茜はその背中を追う。巨漢の獅童に比べると、彼の体格はずっと小さいのだが、その背中はとても大きくて広く見えた。
ややあって玄関に到着する。と、
「茜」
おもむろに振り返って、王は彼女の名を呼んだ。
「は、はいっ」
茜は小さな体を震わせた。
「武宮たちには警告しておるが、己が不在中、騒がしくなる可能性がある。まあ、その場合、素性からわざわざここまでの経緯まで記したことに潔さを覚えた己としては、全くもって期待外れな結果になるのだが……」
ふっと苦笑いを零す。
「その時はただ潰すだけだな。ここに関しても今の専属従霊が後れを取るとは思わんが……そうだな。お前たちは、今宵は月子の傍にいてくれるか?」
「それは……月子さまを守れということですか?」
緊張した面持ちで茜がそう尋ねるが、彼はかぶりを振った。
「そうではない。あの子は今、タチの悪い男につけ狙われているからな。先程会った時もやはり緊張していた。お前たちにはあの子の友人として傍にいて欲しい。それに――」
一拍おいて、
「月子の傍にはエルナたちや六炉もいる。最も安全な場所だ。我ながら、今頃この台詞が出るとはな。やはりお前たちへの気遣いが足りなかったようだ」
王は嘆息した。
「これからは気をつけよう。茜。留守を頼むぞ」
「は、はい……」
茜は頷く。王は「うむ」と首肯すると、ドアノブを握った。
「では、行ってくる」
「……はい。

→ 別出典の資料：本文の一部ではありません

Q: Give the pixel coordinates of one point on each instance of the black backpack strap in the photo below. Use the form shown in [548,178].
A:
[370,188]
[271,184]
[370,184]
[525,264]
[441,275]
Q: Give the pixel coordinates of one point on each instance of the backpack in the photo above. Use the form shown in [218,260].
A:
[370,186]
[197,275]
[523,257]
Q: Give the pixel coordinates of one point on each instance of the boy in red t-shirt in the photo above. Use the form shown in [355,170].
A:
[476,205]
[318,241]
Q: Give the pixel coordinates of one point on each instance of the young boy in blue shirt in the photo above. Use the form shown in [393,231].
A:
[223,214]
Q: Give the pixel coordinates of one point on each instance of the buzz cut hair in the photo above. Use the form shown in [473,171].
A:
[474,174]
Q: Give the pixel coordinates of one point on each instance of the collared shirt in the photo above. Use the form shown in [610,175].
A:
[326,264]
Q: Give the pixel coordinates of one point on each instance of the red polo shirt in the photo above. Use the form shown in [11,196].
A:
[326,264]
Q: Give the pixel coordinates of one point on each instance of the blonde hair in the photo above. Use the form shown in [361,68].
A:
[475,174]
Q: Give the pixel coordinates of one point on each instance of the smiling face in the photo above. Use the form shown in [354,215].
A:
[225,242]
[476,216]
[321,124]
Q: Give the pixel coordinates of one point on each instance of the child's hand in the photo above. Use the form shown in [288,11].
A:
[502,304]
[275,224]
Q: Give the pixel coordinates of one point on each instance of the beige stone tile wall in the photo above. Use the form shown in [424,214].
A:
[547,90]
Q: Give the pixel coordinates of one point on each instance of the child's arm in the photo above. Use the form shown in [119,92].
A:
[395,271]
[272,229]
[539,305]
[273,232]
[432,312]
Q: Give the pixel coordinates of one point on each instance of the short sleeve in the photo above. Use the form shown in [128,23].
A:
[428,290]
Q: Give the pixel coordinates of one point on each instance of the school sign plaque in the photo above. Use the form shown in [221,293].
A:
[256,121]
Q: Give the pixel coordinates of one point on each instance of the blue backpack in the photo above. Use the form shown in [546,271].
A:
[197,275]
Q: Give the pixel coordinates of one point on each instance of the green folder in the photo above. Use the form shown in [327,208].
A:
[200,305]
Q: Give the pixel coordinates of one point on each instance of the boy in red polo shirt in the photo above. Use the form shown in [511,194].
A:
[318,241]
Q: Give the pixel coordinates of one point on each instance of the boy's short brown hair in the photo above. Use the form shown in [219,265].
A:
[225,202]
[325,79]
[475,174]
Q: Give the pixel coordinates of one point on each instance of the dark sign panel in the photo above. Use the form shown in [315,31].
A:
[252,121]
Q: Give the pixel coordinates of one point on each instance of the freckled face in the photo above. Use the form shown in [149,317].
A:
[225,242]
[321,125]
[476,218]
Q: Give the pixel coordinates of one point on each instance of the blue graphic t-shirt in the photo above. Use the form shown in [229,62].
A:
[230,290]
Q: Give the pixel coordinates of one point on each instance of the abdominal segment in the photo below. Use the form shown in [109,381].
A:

いってらっしゃい」
そう告げて、茜は自分でも驚いた。
同時にドアが開かれて彼は出て行った。
ガチャン、とドアが閉まる。
茜は、しばしそこで立ち尽くしていた。
そうして、おもむろに、
……ギュッ、と。
自分の胸元を強く掴んだ。
(……「いってらっしゃい」なんて)
そんな言葉を掛けたのはいつ以来だろうか。
唇を微かに噛んで俯く。
うなじ辺りが徐々に熱を帯びていくのを感じた。
と、その時だった。
「あれ? お姉ちゃん?」
唐突な声に、茜の心臓が跳ね上がった。
「玄関なんかで何してるの?」
それは妹の声だった。
慌てて振り向くと、そこにはやはり葵がいた。
ただ妹は茜の顔を見るなり、「え」と目を見開いた。
「お姉ちゃん? どうしたの? 顔が真っ赤だよ?」
そんなことを指摘された。
茜は「えッ!?」と激しく動揺した。
「ち、違うから!」
自分でも訳が分からないまま否定してから、
「そ、それより葵! 月子さまのところに行くわよ!」
そう告げた。
「へ? 月子ちゃんのとこ? なんで?」
キョトンとする葵に、
「いいから! 王の命令なんだから!」
茜はそう言って、妹の手を取って走り出すのだった。
小さな胸の奥で高鳴る鼓動を誤魔化すように――。